Filed under: humor, Non-Work

9 Responses

  1. meg says:

    Loves me the old cookbooks. Best place to get ’em? Estate sales, yard sales, garage sales, whatever they are called, that’s where the cookbooks are to be found. I have more cookbooks than any human needs, but you never know when you will need a recipe for “Frieda’s Ham and Endives Au Gratin” from the 1963 edition of the Good Housekeeping Cookbook.

  2. Anonymous says:

    I have a cookbook for the 40’s or so, that has recipes for large groups, such as “How to cook an Elephant for 300 dinner guests” Don’t think I ever try that one though.

  3. Stan says:

    I love old cookbooks, too. I have a 1940s-era _Joy of Cooking_ that has lots of things in it that are not considered fit for the modern edition. I like that a lot.

  4. geekhiker says:

    I hope I’ll be invited over to the fancy dinner-party I know you’ll be throwing shortly to show off your mastery of cooking on crutches. Or, at the very least, that you’ll post pictures.

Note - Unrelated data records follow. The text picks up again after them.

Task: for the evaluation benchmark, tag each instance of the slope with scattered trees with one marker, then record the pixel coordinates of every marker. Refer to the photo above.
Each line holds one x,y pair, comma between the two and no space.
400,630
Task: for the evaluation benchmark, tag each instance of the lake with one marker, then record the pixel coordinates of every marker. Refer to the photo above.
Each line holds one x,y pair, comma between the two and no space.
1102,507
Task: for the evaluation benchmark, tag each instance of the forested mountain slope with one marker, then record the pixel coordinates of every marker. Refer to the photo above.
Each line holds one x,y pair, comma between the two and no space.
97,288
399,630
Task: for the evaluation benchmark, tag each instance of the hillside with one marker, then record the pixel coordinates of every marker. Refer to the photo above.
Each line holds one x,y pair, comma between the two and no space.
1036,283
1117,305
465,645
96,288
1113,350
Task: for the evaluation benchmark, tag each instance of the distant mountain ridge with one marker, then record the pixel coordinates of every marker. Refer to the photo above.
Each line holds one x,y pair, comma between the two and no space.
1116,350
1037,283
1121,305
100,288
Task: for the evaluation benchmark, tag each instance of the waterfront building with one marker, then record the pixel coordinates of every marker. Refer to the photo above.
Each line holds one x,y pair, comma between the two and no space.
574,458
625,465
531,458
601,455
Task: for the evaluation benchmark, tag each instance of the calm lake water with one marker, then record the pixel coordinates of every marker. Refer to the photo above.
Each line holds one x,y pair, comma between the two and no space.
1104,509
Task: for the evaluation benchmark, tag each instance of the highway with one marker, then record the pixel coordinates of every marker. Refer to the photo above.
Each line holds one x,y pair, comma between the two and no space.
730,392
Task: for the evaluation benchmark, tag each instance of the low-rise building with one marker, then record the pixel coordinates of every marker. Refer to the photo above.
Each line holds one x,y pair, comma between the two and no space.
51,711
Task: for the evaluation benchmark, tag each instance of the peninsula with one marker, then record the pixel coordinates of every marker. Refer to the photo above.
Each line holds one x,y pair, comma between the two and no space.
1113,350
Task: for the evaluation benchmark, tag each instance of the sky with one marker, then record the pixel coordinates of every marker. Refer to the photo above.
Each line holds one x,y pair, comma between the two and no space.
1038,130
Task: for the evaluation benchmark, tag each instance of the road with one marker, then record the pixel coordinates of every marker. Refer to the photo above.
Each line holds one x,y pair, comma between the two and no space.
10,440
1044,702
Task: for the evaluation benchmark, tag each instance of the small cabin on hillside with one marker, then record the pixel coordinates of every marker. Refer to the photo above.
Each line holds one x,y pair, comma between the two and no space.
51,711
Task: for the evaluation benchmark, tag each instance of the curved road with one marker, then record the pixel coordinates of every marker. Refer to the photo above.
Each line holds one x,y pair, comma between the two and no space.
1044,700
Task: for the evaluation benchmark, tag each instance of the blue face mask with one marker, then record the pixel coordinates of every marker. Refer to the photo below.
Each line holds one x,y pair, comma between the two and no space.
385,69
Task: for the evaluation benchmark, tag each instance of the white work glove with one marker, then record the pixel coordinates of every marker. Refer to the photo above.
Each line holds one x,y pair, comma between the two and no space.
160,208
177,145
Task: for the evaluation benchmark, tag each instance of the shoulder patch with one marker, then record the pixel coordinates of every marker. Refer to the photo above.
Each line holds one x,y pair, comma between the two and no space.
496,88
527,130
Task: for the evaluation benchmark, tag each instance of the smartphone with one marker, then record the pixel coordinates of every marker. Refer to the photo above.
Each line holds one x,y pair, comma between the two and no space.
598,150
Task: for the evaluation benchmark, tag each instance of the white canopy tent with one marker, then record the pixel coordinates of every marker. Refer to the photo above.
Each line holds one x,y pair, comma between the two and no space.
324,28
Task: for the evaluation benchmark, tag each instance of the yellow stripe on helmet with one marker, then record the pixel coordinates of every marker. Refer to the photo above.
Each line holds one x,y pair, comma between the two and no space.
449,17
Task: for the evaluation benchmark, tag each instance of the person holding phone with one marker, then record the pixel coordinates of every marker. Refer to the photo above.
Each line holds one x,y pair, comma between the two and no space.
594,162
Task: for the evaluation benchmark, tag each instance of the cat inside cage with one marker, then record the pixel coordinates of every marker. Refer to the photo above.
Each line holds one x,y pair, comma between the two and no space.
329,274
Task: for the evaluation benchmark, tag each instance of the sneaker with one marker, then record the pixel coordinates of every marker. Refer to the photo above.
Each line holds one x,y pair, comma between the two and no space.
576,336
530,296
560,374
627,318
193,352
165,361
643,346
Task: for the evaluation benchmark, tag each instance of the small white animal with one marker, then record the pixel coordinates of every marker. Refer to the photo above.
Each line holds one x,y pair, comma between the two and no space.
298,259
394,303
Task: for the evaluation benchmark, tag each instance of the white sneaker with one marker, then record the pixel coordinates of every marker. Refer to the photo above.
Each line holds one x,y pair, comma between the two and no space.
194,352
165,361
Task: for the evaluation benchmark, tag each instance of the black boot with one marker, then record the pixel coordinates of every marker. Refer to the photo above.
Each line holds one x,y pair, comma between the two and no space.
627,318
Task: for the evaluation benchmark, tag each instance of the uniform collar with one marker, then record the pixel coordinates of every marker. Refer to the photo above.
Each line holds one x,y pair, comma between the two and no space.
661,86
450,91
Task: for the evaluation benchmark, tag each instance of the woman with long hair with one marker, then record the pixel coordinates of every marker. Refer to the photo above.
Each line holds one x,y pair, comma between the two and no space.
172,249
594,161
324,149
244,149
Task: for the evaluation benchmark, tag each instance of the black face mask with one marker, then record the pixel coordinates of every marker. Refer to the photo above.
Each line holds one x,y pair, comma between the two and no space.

    Wait: “Cooking on Crutches”. I sense a book deal in the making!

  5. pawsinsd says:

    I had a really old copy of Mrs. Beeton’s, that in its first third or quarter talked about how to manage one’s kitchen and household staff, and how many household staff one should have.

    Julia’s books sat on my shelf (sadly for the past three months in storage) and many of my cooking school recipes were from Simone Beck, one of the authors of both “Mastering…” books.

    Have a cognac or sherry (saving 3T for the dish) and make Julia’s French Onion Soup. She only makes it sound scary. If you make it once you’ll realize it only needs some time and love to coax the flavor out of the onions. Low-sodium beef broth (in a box), stale French bread made into croutons and Gruyere cheese in the right bowls and you and your loved one will be in paradise. With a green salad, of course.

    Bon appetit! Dee

    ps Lose the crutches

  6. Charli says:

    I have three cookbooks of which I use not a one:

    Encyclopedia of Creative Cooking (I would buy this book no matter what city I moved to – 200 recipies w/800 photos)
    400 Sauces
    Juice Book

    Say the word and I’ll mail them to you. I’ve been cooking for my family for such a long time, if I can’t fry it, boil it, or grill it within 15 minutes, I’m not making supper.

  7. Bob says:

    “Somebody fetch me a .22 rifle and a set of hiking crutches and dinner’s on me.”

    Possibly one of the bestest lines ever written.

  8. Hugo Fuchs says:

    Damn! I wish I knew they were edible, They’ve shown up occasionally on the lawn for the last few years.